What is the name of this algorithm, and how does it compare to other image resampling algorithms?

The algorithm you have stated is called an area-averaging algorithm, it is an algorithm which is seldom applied for shrinking images.

A simpler variant of it is used as an anti-aliasing technique for smoothing rendered images in computer games.

The algorithm for this technique is called Supersampling

Thanks to @Guffa for pointing it out, it is a simplification of the above algorithm, as it takes sample points and it could miss out on certain colors, or choose one color more times than another even though its not most dominant.
The algorithm above is equal to an infinite points sampling of the supersampling algorithm.

Update: Just noticed that even Java appreciates your algorithm :)
AreaAveragingScaleFilter

I will start out by saying I don’t know an official name for your algorithm. I know that Paint Shop Pro called it “Bilinear” early on, but were forced to rename it to “Weighted Average” in version 8 when it was pointed out that the algorithm didn’t match the classic definition of Bilinear.

Most resizing algorithms can be applied in two independent passes, one in the X direction and one in the Y. This is not only more efficient, but it makes it a lot easier to describe and reason about the different algorithms. From this point forward I’m going to work in one dimension and assume you can extrapolate to 2D.

Your input consists of 7 pixels which we will give coordinates of 0, 1, 2, 3, 4, 5, 6. It’s useful to realize that a pixel is not a little square in this context, but is just a single point. To create the output you will want the interpolated values from the points 0.2, 1.6, 3.0, 4.4, 5.8. Why not 0.0, 1.5, 3.0, 4.5, 6.0? Suppose you doubled the size of the input and output to 14x14 and 10x10: the coordinates would now be 0.0, 1.44, 2.89, 4.33, 5.78, 7.22, 8.67, 10.11, 11.56, 13.0. Starting with the second pixel the results would be different, and that’s unacceptable. All the points should be 7/5 apart, giving the coordinates 0.2, 1.6, 3.0, 4.4, 5.8, 7.2, 8.6, 10.0, 11.4, 12.8.

Let’s compare the common resizing algorithms when expressed as a filter, and see how they compare to yours.

This first example in the generic form is called a Box or Averaging filter. But a magical thing happens when the width of the box filter is exactly 1.0: one pixel from the input is going to fall within the box and be given a weight of 1.0, and all the other pixels in the input will be given the weight 0.0. This makes it the equivalent of the Nearest Neighbor algorithm.

Our second example is generically called the Tent filter. Again it becomes something special when the width is exactly 2.0, it becomes a Linear interpolation; applied in 2D it’s called Bilinear.

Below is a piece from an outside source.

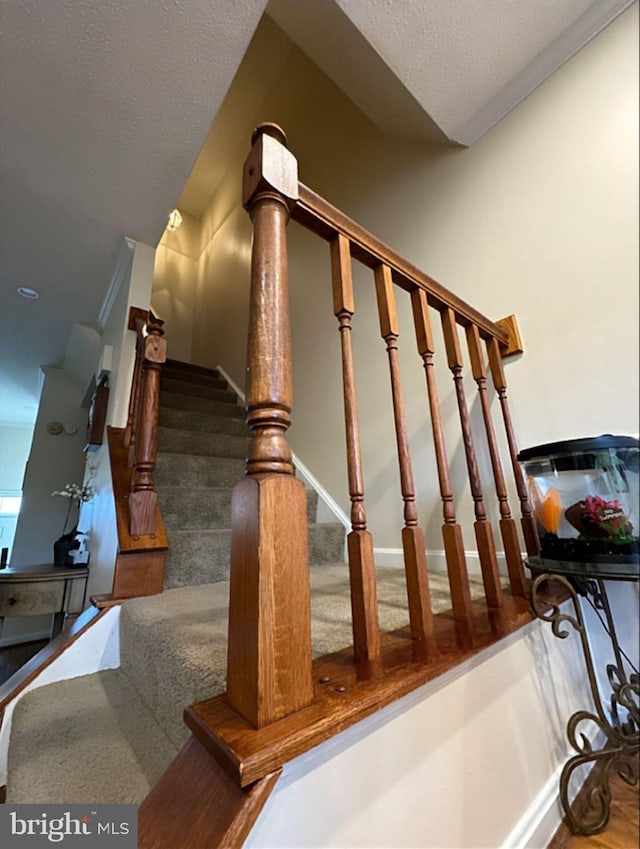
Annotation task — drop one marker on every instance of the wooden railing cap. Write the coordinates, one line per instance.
(268, 128)
(270, 168)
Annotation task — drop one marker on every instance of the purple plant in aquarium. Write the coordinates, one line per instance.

The third example is a Cubic filter, which when applied in 2D is called Bicubic. There are different variations of this formula, this example uses the one suggested by Mitchell and Netravali.

While the Gaussian filter isn’t often used in resizing applications, I added it here for comparison.

Finally we reach your algorithm. It’s a combination of averaging and bilinear, a tent with a flat top.